Share |

Cottbus University, a window on the world

Cottbus University’s library © Xavier Rouchaud
Cottbus University’s library © Xavier Rouchaud

Brandenburg is banking on the technologies of the future to bring new dynamism to a Land with persistent record levels of unemployment. The Cottbus University of Technology is a living example of the policy at work.

“Founded in 1991, the university has 6,700 students, 1,000 of them foreign students from 90 different countries,” DrMarita Müller, director of public relations, tells us right away. At the time of the GDR, Cottbus was already home to an engineering university. After the reunification of Germany, the authorities decided to revitalise the campus.

“Today,” continues the director, “the concept that drives the university is very different. Its profile is quite unique, with a concentration on five key fields and the focus on research.” The five favoured fields are: the environment, energy, materials, construction, and information and communication technologies. The research projects are supervised by more than 100 university ‘presidents’.  

Out of Africa

The reputation of the Cottbus campus very soon spread beyond the national borders. A sign of the times, large numbers of students arrived from China. “231 of them enrolled for the 2009/2010 academic year,” says Marita Müller. These were followed by students from the Cameroon (90) and then Polish students (80), Indians (39) and… Nigerians (33). “At one time we even had a lot of students from Ghana. Today we have 16 Ghanaian students,” adds the director.

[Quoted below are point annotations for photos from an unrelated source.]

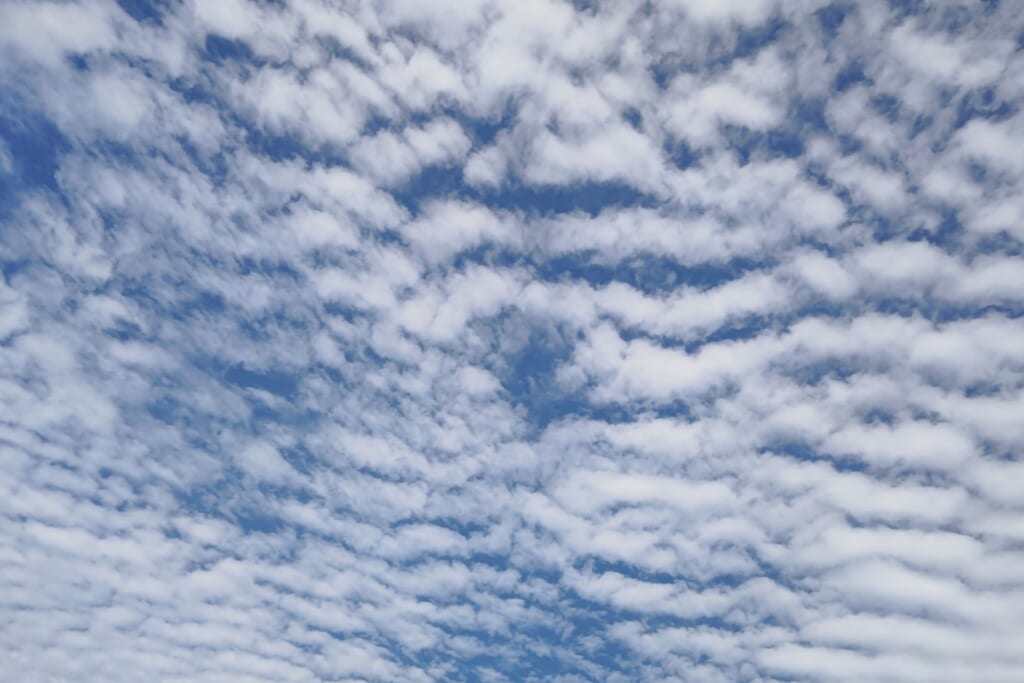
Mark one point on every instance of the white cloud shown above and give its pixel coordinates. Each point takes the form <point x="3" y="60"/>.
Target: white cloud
<point x="477" y="341"/>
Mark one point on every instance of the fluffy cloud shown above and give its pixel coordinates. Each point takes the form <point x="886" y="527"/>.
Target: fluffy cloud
<point x="511" y="341"/>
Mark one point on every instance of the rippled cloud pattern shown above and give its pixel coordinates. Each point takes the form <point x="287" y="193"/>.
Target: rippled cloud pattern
<point x="511" y="340"/>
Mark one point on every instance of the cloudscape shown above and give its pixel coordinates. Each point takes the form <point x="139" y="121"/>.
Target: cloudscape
<point x="511" y="341"/>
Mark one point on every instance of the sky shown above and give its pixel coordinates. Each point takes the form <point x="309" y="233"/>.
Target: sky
<point x="511" y="341"/>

A total of 15 African countries are represented at Cottbus. 

The icing on the cake is surely the superb glass library, the work of the architects Herzog and de Meuron (designers of the new Tate Gallery in London and of the Olympic Stadium in Beijing) where, for the past four years, students have been able to study until late in the evening. 

Marie-Martine Buckens

 

Betting on the 'Schwarze Pumpe'

In September 2008, the Swedish energy giant Vattenfall inaugurated the world’s first ‘CO2-free’ coal-fired power plant. A life-size pilot project made possible with the assistance of the Cottbus University of Technology, this is a world first. 

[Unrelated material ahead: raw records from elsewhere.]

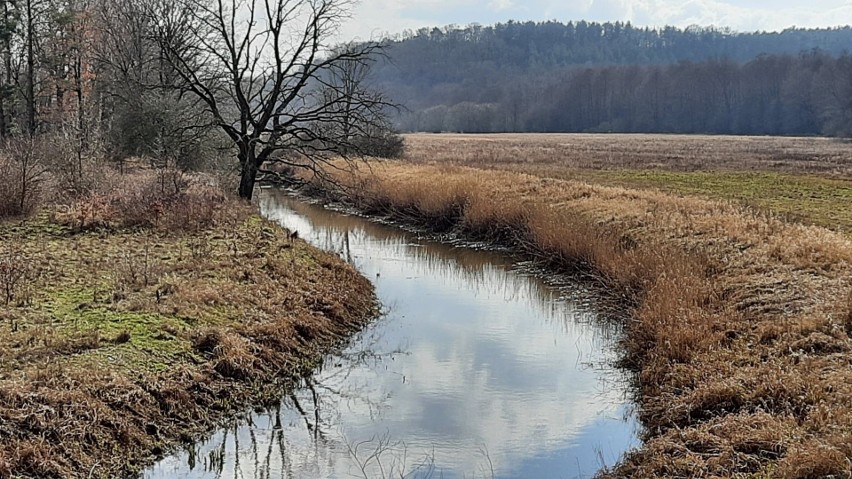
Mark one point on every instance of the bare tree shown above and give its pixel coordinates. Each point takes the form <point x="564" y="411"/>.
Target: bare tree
<point x="260" y="67"/>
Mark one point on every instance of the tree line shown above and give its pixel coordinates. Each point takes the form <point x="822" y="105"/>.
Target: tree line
<point x="810" y="94"/>
<point x="181" y="82"/>
<point x="555" y="77"/>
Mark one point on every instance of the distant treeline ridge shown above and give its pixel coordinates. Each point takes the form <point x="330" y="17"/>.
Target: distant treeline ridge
<point x="614" y="77"/>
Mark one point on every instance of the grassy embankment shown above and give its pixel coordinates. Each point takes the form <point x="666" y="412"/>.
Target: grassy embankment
<point x="138" y="318"/>
<point x="738" y="323"/>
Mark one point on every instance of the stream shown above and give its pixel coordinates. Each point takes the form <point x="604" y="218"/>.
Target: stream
<point x="479" y="368"/>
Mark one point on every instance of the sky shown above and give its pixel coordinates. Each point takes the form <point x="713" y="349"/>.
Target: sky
<point x="372" y="19"/>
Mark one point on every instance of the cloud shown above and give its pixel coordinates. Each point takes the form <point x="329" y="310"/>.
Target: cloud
<point x="376" y="17"/>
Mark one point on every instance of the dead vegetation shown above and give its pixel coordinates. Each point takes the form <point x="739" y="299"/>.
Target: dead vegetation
<point x="737" y="321"/>
<point x="807" y="180"/>
<point x="142" y="315"/>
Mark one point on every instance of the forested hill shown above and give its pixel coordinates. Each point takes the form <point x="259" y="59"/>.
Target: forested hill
<point x="583" y="76"/>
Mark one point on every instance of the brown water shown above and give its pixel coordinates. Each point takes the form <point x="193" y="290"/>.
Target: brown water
<point x="478" y="369"/>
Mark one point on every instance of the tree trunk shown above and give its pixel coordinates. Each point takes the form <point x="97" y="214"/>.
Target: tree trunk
<point x="248" y="175"/>
<point x="31" y="120"/>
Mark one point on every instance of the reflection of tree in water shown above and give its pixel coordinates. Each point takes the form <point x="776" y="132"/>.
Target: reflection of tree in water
<point x="301" y="436"/>
<point x="272" y="442"/>
<point x="482" y="272"/>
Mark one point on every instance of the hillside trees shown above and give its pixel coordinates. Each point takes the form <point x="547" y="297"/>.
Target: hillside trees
<point x="263" y="70"/>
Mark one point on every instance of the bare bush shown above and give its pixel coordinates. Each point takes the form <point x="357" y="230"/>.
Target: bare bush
<point x="24" y="172"/>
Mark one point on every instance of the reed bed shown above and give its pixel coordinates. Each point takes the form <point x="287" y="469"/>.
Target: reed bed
<point x="807" y="180"/>
<point x="737" y="322"/>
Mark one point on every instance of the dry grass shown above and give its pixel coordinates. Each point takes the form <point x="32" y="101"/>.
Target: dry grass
<point x="139" y="334"/>
<point x="737" y="321"/>
<point x="804" y="179"/>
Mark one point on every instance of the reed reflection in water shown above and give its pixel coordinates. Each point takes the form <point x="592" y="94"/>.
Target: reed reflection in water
<point x="476" y="370"/>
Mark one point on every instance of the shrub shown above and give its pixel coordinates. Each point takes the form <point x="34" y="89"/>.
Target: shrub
<point x="23" y="172"/>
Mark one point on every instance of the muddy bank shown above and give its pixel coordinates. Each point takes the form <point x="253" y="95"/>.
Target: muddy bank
<point x="121" y="342"/>
<point x="738" y="323"/>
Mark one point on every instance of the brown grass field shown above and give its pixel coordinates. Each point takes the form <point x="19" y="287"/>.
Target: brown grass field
<point x="803" y="179"/>
<point x="738" y="318"/>
<point x="134" y="319"/>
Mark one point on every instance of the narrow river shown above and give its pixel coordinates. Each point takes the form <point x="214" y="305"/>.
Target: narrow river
<point x="477" y="369"/>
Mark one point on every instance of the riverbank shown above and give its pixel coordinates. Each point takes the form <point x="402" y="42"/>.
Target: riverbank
<point x="130" y="327"/>
<point x="738" y="323"/>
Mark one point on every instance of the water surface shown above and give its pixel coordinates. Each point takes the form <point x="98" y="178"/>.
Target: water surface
<point x="478" y="369"/>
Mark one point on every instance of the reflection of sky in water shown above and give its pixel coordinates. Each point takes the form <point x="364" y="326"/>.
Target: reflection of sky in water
<point x="476" y="367"/>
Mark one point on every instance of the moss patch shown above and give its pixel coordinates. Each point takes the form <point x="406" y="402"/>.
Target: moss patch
<point x="136" y="338"/>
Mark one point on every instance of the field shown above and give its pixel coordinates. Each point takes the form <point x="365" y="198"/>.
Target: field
<point x="804" y="179"/>
<point x="738" y="315"/>
<point x="135" y="319"/>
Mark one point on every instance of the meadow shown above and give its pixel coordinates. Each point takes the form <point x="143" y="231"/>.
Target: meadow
<point x="738" y="315"/>
<point x="807" y="180"/>
<point x="140" y="315"/>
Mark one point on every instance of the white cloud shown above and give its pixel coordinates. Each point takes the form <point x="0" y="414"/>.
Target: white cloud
<point x="373" y="18"/>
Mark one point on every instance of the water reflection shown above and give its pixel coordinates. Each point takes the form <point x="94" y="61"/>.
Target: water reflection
<point x="476" y="371"/>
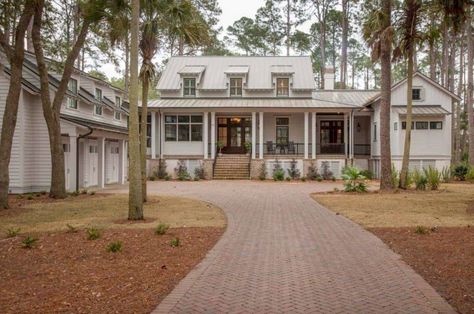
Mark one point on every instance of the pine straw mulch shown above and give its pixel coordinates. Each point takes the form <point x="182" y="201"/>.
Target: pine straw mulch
<point x="444" y="258"/>
<point x="65" y="272"/>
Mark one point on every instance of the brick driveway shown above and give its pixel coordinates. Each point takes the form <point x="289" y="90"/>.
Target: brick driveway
<point x="283" y="252"/>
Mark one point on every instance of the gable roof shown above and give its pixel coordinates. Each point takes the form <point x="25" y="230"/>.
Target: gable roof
<point x="259" y="71"/>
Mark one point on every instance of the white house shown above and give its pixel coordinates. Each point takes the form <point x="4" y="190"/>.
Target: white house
<point x="94" y="129"/>
<point x="272" y="103"/>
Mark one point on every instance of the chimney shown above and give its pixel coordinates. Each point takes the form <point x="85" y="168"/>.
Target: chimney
<point x="329" y="75"/>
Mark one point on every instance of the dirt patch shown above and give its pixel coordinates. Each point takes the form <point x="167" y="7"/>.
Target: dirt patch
<point x="67" y="273"/>
<point x="444" y="258"/>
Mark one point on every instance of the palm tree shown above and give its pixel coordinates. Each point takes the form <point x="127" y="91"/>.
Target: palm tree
<point x="378" y="32"/>
<point x="406" y="48"/>
<point x="150" y="30"/>
<point x="135" y="201"/>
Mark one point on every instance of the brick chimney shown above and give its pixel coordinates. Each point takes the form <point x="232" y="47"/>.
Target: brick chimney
<point x="329" y="75"/>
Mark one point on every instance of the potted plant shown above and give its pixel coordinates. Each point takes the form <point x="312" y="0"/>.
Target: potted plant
<point x="220" y="146"/>
<point x="248" y="147"/>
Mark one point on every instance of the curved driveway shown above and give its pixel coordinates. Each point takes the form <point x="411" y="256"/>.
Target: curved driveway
<point x="284" y="253"/>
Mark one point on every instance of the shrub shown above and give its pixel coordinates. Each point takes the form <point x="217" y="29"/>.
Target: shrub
<point x="13" y="232"/>
<point x="181" y="171"/>
<point x="313" y="173"/>
<point x="433" y="177"/>
<point x="29" y="242"/>
<point x="421" y="230"/>
<point x="263" y="172"/>
<point x="161" y="172"/>
<point x="114" y="247"/>
<point x="278" y="173"/>
<point x="293" y="171"/>
<point x="420" y="180"/>
<point x="460" y="171"/>
<point x="93" y="233"/>
<point x="161" y="229"/>
<point x="175" y="242"/>
<point x="354" y="181"/>
<point x="326" y="173"/>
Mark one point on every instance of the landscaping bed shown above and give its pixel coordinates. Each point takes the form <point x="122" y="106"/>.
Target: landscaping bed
<point x="65" y="271"/>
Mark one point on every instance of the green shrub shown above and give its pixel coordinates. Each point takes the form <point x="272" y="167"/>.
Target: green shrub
<point x="460" y="171"/>
<point x="13" y="232"/>
<point x="421" y="230"/>
<point x="354" y="181"/>
<point x="29" y="242"/>
<point x="161" y="229"/>
<point x="93" y="233"/>
<point x="175" y="242"/>
<point x="114" y="247"/>
<point x="433" y="177"/>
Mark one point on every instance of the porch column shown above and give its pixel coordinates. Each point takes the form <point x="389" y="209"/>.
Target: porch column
<point x="306" y="114"/>
<point x="101" y="151"/>
<point x="260" y="135"/>
<point x="122" y="161"/>
<point x="254" y="134"/>
<point x="162" y="134"/>
<point x="153" y="135"/>
<point x="313" y="135"/>
<point x="213" y="135"/>
<point x="205" y="135"/>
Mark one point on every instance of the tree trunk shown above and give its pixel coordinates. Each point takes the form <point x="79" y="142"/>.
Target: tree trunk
<point x="16" y="57"/>
<point x="385" y="102"/>
<point x="345" y="31"/>
<point x="143" y="132"/>
<point x="135" y="205"/>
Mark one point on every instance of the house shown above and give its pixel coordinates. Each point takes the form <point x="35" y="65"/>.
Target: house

The prototype was built on the site of the 'Schwarze Pumpe' (Black Pump) 10 kilometres from Cottbus, in Spremberg, centre of lignite mining and processing. The group, which has bought up several German energy concerns, including the Black Pump, would like to improve the image of an industry synonymous with pollution. The pilot plant is located alongside the industrial plant and still fuelled with lignite but, thanks to a new combustion process known as ‘oxyfuel’, emits only C02. This is then captured, liquefied, and buried in a former underground reservoir in Altmark, 350 kilometres away in the Land of Saxony-Anhalt. While many ecologists criticise this new technology, describing it as a ‘smokescreen’ and arguing that it consumes twice as much coal per kilowatt produced, Vattenfall presents it as a response to the challenge of growing electricity demand in a country that decided to do away with nuclear energy by 2020.